Effects of Cu,Zn and Cd on larval development and respiratory metabolism of pacific abalone (Haliotis discus hannai)

Trochophore and veliger are vulnerable pelagic larvae and susceptible to environmental toxicants, which are extremely crucial for the population renewal. Cu, Zn and Cd pollution are common elements in metal pollution in coastal areas. Though Pacific abalone is the main economic mollusc in China, its larval response to metals remains unclear. To understand this, the effect of Cu, Zn and Cd toxicity on malformation classification and respiratory metabolism of trochophore and veliger are analysed and measured in this paper. The 48 hr EC₅₀ for abalone trochophore was (18.9 ± 1.0) μg/L for Cu, (65.1 ± 0.3) μg/L for Zn and (1,377.8 ± 68.9) μg/L for Cd respectively.
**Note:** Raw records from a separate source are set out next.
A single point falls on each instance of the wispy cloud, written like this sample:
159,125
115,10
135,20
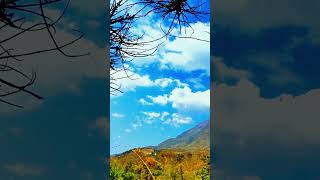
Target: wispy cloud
118,115
177,120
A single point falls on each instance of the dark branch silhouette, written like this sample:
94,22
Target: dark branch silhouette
21,17
125,45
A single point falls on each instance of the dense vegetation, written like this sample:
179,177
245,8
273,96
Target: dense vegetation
167,164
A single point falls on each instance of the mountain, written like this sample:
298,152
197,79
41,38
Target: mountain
197,137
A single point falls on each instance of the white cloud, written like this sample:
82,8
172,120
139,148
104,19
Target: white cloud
177,120
151,116
118,115
188,54
162,100
164,82
185,99
196,82
136,80
164,115
144,102
184,54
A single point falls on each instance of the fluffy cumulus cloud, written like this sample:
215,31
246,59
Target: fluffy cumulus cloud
161,99
182,98
188,54
177,120
117,115
135,80
144,102
185,54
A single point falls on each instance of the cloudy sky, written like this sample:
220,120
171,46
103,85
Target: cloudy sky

The LC₅₀ of veliger was (45.8 ± 0.9) μg/L for Cu, (50.0 ± 0.9) μg/L for Zn and (1,049.3 ± 37.6) μg/L for Cd respectively. Trochophore died with no shell at 128 μg/L Cu, yet remained alive with multiple broken‐shell bodies at 128 μg/L Zn and failed to form well‐developed shells at 20,480 μg/L Cd. All veliger died with complete shells at the mentioned concentrations. A self‐made device was used to study the effect on respiratory metabolism. The respiratory metabolism level was significantly fluctuating under Cu and Zn exposure and declined under Cd. The results indicated a decreasing order of the metal toxicity to trochophore and veliger as follows: Cu > Zn ? Cd. Cu and Zn were the main causes of shell abnormality, and Cd was less toxic. Moreover, the affected respiratory has a negative impact on further larval development.